The Triple Threat: AI, Tariffs, and Global Headwinds

  1. AI Annihilation:
    64% of IT firms use generative AI, automating half of routine tasks. Continuous skill-adaptations forecast 500,000 displaced jobs by FY26.
  2. Tariff Tsunami:
    New U.S. tariffs raise H-1B fees and shrink outsourcing deal volume; weak demand tightens budgets by 10–20%.
  3. Funding Freeze:
    $10B in new VC funding (15% YoY growth), but losses persist; high interest rates force 48% of startups to pivot.

“AI used to justify offshoring to India—now the layoffs are here too.”


Voices from the Vortex: Survival and Strain

In Bengaluru’s Whitefield, former TCS lead Rajesh Kumar faces “AI-optimized” unemployment and mortgage stress, joining WhatsApp groups of 500+ laid-off peers. In Hyderabad, Accenture’s Priya Sharma pivots to gig work after losing her IIT-fueled dream job.

“Entry-level? Ghosted. Mid-level? PIP trap.”
At disrupted startups, MPL engineer Vikram Singh now sells chaat outdoors after 600 jobs vanished overnight.

Surveys reveal 40% mental health declines, 15% divorce spikes across tech corridors. Rural youth unemployment is double urban rates; women face 60% greater bias in reskilling.
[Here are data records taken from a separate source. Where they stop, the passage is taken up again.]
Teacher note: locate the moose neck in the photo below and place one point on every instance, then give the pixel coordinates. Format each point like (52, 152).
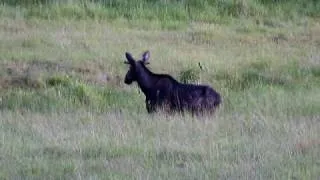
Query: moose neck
(145, 79)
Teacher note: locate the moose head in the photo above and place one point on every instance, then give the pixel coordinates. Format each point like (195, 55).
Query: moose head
(135, 66)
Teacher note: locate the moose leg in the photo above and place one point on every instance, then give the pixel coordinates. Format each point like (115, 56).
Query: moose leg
(150, 106)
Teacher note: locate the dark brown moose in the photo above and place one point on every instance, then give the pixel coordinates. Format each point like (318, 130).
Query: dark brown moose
(164, 92)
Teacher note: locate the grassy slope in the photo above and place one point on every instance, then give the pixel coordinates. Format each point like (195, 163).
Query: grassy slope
(62, 118)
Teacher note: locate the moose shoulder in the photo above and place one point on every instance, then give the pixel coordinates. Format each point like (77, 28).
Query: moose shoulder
(162, 91)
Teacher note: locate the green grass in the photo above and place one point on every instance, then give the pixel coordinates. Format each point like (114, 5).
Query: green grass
(65, 112)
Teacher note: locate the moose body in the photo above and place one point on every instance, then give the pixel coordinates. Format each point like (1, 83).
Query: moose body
(162, 91)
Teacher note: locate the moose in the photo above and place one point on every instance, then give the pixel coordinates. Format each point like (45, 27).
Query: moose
(164, 92)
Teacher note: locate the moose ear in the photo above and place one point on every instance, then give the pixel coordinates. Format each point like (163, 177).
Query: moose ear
(145, 57)
(129, 58)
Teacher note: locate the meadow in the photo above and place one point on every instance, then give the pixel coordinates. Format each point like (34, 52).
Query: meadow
(65, 112)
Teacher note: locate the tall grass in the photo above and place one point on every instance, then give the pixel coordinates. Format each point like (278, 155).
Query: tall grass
(172, 10)
(65, 112)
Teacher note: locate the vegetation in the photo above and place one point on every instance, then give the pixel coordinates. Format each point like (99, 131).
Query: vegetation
(65, 112)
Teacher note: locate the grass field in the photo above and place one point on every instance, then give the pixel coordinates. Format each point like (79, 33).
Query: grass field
(65, 112)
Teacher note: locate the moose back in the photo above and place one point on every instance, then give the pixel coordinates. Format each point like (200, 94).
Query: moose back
(162, 91)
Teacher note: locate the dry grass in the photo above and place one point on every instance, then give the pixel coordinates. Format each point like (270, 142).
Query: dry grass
(87, 124)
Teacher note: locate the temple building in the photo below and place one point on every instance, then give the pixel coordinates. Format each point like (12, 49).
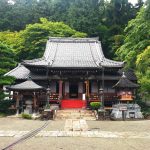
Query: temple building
(74, 69)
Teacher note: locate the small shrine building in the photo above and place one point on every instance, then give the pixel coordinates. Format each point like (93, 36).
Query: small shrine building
(74, 69)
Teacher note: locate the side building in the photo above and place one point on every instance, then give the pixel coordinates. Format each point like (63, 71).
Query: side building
(74, 69)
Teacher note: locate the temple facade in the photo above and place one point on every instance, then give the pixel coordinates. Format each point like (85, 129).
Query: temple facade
(74, 69)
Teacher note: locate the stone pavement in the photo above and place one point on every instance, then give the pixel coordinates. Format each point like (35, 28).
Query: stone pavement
(76, 125)
(97, 134)
(77, 128)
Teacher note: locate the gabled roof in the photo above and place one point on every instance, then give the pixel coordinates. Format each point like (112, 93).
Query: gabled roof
(73, 53)
(20, 72)
(124, 82)
(27, 85)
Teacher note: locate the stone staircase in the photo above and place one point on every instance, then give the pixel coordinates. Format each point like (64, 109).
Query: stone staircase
(75, 114)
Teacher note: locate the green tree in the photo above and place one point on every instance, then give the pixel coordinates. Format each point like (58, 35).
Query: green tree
(143, 71)
(137, 35)
(7, 63)
(136, 48)
(34, 37)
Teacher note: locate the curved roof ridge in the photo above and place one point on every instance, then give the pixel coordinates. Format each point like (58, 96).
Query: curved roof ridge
(52, 61)
(71, 39)
(93, 55)
(19, 64)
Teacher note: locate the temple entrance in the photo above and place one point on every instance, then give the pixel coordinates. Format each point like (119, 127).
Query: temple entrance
(73, 90)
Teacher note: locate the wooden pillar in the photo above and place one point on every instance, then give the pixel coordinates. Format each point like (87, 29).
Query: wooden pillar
(60, 88)
(34, 101)
(17, 103)
(87, 88)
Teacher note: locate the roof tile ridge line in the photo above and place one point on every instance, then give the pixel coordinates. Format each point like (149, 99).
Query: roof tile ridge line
(98, 52)
(46, 49)
(54, 55)
(19, 65)
(92, 55)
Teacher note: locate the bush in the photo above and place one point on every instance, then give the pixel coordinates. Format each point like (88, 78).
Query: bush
(95, 105)
(26, 116)
(5, 105)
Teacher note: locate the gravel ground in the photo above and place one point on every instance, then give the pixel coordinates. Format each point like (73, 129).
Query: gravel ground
(120, 126)
(77, 143)
(28, 125)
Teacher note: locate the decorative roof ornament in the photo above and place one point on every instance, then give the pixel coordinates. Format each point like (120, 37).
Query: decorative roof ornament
(123, 75)
(73, 53)
(124, 82)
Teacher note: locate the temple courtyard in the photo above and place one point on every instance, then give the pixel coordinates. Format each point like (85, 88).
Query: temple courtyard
(77, 134)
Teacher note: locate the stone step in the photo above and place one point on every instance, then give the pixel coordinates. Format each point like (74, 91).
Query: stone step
(75, 114)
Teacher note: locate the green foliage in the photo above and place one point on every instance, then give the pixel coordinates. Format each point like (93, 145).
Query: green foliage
(136, 49)
(143, 71)
(5, 105)
(95, 105)
(26, 116)
(7, 62)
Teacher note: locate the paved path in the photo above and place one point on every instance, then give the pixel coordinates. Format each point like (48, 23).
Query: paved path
(76, 125)
(102, 134)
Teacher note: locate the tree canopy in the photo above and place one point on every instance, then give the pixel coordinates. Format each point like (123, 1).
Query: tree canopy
(7, 63)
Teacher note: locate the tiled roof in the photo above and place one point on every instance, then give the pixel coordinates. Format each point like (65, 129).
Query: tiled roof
(124, 82)
(27, 85)
(73, 52)
(20, 72)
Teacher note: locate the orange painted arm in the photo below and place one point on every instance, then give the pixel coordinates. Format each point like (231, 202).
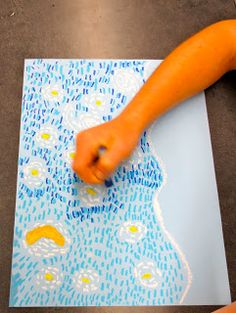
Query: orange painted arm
(191, 67)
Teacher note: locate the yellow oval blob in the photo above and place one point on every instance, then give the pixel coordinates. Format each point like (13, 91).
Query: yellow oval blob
(34, 172)
(48, 276)
(133, 229)
(45, 136)
(46, 231)
(146, 276)
(54, 93)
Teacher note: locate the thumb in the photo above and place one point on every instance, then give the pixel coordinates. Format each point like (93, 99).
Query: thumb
(108, 162)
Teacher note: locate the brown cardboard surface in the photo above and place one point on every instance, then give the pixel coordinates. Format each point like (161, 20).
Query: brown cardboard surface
(108, 29)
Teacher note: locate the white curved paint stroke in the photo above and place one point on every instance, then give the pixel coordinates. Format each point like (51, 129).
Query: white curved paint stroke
(158, 212)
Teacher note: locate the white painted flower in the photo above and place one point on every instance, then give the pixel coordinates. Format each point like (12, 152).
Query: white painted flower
(78, 121)
(96, 102)
(127, 82)
(149, 67)
(91, 194)
(132, 231)
(147, 274)
(48, 241)
(69, 155)
(49, 278)
(34, 173)
(53, 93)
(86, 281)
(46, 137)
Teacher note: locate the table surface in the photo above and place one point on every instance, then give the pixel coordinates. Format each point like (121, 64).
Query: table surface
(109, 29)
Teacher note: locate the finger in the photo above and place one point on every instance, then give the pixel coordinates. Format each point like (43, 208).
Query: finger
(108, 162)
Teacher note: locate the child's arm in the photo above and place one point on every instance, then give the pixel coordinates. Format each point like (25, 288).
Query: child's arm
(191, 67)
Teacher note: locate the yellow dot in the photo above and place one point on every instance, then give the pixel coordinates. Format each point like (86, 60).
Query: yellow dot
(45, 136)
(85, 280)
(133, 229)
(34, 172)
(54, 93)
(91, 191)
(72, 155)
(49, 276)
(146, 276)
(98, 102)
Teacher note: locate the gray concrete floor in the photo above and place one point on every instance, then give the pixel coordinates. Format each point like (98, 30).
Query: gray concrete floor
(108, 29)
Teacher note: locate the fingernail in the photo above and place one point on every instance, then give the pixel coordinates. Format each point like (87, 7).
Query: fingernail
(99, 174)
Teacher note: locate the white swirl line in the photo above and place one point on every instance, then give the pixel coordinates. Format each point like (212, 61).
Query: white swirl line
(161, 220)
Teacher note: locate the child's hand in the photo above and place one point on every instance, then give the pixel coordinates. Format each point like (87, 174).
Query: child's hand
(117, 136)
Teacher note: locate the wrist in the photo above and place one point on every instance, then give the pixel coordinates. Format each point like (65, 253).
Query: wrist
(131, 121)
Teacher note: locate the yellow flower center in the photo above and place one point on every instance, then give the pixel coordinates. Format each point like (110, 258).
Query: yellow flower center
(85, 280)
(98, 102)
(48, 276)
(91, 191)
(45, 136)
(54, 93)
(72, 155)
(146, 276)
(133, 229)
(34, 172)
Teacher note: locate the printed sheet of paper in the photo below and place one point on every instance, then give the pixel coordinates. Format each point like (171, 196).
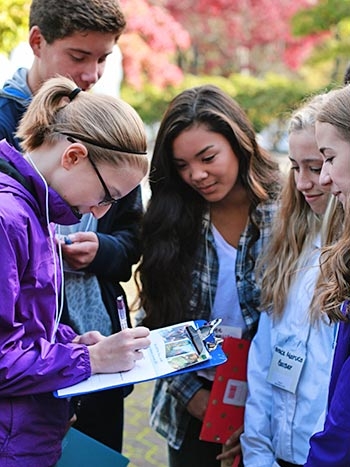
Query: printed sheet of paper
(171, 350)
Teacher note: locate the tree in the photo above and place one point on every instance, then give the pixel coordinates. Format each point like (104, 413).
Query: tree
(249, 36)
(330, 19)
(150, 44)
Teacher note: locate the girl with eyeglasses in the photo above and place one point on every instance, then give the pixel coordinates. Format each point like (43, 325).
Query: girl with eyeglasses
(82, 152)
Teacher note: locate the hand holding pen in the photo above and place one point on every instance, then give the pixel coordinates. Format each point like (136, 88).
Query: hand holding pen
(122, 313)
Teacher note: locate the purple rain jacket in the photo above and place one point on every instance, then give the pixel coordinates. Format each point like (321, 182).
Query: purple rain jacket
(32, 420)
(331, 447)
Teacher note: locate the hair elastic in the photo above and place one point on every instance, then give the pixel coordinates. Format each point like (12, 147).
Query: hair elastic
(72, 95)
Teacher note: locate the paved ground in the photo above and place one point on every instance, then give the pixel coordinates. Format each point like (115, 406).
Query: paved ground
(142, 445)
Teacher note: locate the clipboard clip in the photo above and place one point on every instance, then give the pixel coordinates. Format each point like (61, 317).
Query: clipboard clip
(204, 337)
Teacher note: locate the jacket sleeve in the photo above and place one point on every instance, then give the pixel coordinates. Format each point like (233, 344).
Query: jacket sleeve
(29, 362)
(119, 239)
(256, 441)
(331, 446)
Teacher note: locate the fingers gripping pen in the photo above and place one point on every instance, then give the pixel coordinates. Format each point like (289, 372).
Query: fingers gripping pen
(122, 312)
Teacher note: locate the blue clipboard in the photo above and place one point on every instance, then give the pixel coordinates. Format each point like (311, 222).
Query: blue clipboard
(200, 333)
(80, 449)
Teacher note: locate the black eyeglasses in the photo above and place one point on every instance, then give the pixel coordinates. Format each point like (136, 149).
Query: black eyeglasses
(108, 199)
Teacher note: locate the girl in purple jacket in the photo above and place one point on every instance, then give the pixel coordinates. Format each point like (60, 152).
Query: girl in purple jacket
(82, 152)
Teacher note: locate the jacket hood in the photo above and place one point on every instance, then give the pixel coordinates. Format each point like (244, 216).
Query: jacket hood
(16, 88)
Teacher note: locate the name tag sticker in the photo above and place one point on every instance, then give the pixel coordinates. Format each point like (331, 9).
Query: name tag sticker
(287, 363)
(235, 392)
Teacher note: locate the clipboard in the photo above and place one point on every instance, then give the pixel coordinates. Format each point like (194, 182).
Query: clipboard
(225, 411)
(174, 350)
(80, 449)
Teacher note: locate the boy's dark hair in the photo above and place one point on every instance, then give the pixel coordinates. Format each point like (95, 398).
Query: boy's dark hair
(58, 19)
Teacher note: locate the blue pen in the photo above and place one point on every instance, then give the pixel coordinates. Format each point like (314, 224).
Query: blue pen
(122, 312)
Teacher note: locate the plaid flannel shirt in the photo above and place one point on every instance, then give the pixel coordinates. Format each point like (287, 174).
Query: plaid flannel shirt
(169, 416)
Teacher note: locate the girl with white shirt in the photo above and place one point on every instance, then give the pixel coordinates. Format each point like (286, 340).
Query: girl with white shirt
(290, 356)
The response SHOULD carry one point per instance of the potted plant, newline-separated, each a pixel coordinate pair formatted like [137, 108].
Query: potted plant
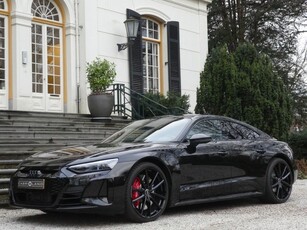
[100, 75]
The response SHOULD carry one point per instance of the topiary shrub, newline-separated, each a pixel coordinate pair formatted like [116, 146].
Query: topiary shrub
[298, 143]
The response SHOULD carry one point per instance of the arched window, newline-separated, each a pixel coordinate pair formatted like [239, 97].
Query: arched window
[45, 9]
[47, 63]
[151, 41]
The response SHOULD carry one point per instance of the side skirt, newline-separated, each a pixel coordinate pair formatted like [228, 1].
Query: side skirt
[219, 198]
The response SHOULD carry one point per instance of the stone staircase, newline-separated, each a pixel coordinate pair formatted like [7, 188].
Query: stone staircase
[25, 133]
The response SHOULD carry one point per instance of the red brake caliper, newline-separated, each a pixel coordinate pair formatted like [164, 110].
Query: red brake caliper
[135, 194]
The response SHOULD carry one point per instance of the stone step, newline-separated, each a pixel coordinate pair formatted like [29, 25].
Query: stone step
[69, 123]
[54, 134]
[52, 140]
[30, 147]
[21, 115]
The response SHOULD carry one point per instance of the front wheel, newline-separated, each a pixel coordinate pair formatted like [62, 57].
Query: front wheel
[146, 193]
[278, 181]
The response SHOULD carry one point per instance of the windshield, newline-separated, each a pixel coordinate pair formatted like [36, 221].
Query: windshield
[164, 129]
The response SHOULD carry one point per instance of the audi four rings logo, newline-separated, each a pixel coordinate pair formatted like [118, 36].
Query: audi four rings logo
[34, 172]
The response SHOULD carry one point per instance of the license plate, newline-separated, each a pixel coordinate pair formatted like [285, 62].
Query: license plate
[38, 184]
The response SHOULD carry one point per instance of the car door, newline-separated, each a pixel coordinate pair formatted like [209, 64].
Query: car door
[245, 151]
[205, 172]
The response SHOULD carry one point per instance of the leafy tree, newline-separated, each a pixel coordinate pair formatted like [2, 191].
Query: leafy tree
[243, 85]
[272, 26]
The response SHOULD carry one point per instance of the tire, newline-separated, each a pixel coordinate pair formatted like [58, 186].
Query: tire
[147, 193]
[278, 181]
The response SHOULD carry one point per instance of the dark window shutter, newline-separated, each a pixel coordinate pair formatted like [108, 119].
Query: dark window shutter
[135, 58]
[173, 44]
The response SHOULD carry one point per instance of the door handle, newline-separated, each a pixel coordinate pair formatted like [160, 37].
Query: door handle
[261, 151]
[223, 153]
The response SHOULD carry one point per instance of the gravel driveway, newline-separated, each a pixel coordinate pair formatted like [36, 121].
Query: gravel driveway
[240, 214]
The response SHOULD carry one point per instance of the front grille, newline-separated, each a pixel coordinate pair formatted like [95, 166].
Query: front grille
[72, 196]
[46, 197]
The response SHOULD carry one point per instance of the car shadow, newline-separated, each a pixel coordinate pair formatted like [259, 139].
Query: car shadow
[79, 220]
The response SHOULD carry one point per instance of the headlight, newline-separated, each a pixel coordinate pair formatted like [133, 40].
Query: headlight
[104, 165]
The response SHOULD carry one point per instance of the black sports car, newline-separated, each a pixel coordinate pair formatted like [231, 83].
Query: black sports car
[158, 163]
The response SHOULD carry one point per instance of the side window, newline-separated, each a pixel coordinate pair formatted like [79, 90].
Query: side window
[208, 127]
[235, 131]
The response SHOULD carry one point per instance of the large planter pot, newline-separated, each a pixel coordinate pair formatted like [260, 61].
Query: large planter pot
[100, 105]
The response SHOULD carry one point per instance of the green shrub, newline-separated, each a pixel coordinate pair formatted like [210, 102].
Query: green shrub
[174, 104]
[100, 75]
[298, 143]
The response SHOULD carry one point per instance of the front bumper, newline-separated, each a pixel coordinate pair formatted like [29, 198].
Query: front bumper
[76, 193]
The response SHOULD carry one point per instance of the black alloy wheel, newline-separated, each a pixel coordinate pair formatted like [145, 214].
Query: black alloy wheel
[278, 181]
[147, 193]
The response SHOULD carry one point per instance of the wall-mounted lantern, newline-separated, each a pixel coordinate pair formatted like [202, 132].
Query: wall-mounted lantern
[132, 26]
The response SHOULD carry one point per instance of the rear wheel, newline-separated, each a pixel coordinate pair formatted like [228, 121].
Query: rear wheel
[278, 181]
[146, 193]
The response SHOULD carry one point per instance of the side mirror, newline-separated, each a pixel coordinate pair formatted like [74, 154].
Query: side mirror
[197, 139]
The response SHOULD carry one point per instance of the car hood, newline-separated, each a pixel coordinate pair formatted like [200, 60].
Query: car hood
[81, 154]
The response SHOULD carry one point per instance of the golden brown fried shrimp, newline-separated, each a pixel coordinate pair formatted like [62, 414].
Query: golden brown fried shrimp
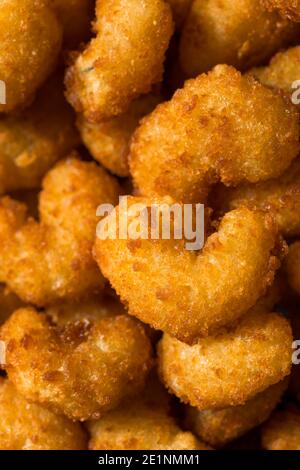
[24, 426]
[81, 370]
[52, 259]
[287, 8]
[123, 61]
[279, 196]
[230, 368]
[180, 10]
[292, 265]
[235, 32]
[186, 293]
[219, 427]
[142, 424]
[30, 41]
[294, 317]
[9, 302]
[32, 141]
[90, 309]
[220, 126]
[76, 17]
[108, 141]
[282, 432]
[282, 72]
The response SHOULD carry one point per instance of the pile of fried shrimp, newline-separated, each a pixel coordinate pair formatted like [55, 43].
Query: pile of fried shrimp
[136, 342]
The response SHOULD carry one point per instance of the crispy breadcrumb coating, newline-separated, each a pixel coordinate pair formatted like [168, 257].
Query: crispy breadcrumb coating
[287, 8]
[33, 140]
[81, 370]
[292, 266]
[143, 424]
[230, 368]
[282, 72]
[123, 61]
[76, 17]
[234, 32]
[186, 293]
[52, 259]
[220, 127]
[180, 9]
[25, 426]
[219, 427]
[90, 309]
[9, 302]
[282, 432]
[279, 196]
[30, 41]
[108, 141]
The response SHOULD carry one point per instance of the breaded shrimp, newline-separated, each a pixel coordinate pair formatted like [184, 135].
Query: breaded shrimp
[279, 196]
[25, 426]
[282, 432]
[220, 127]
[33, 140]
[9, 302]
[230, 368]
[283, 73]
[108, 141]
[76, 17]
[219, 427]
[142, 424]
[123, 61]
[81, 370]
[90, 309]
[292, 266]
[234, 32]
[30, 41]
[186, 293]
[52, 259]
[294, 317]
[287, 8]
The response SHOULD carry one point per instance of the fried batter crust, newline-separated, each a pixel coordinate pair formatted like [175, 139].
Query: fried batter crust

Horizon of Hope? Reskilling or Reckoning in AI’s Shadow

IT spending is still rising—projected at $161.5B (up 11.1%)—but hiring is down 1% YoY, prioritizing specialists in cyber and cloud, not generalists.
Coursera reports a 300% surge in “Prompt Engineering” enrollments; edX’s quantum ML waitlists now number 8,000.
Optimists project a 2.1% GDP boost; pessimists, a 0.5% GDP drag due to tariffs.

Policy pleas escalate for universal reskilling and AI ethics mandates. For “India IT layoffs 2025,” the imperative: transform from a back-office hub to an innovation center. Global Capability Centers and fintech firms may absorb 25% of new grads—but many must adapt, or risk being left behind.

“India’s software dream hits crisis—lead or lag?” warns Shashi Tharoor.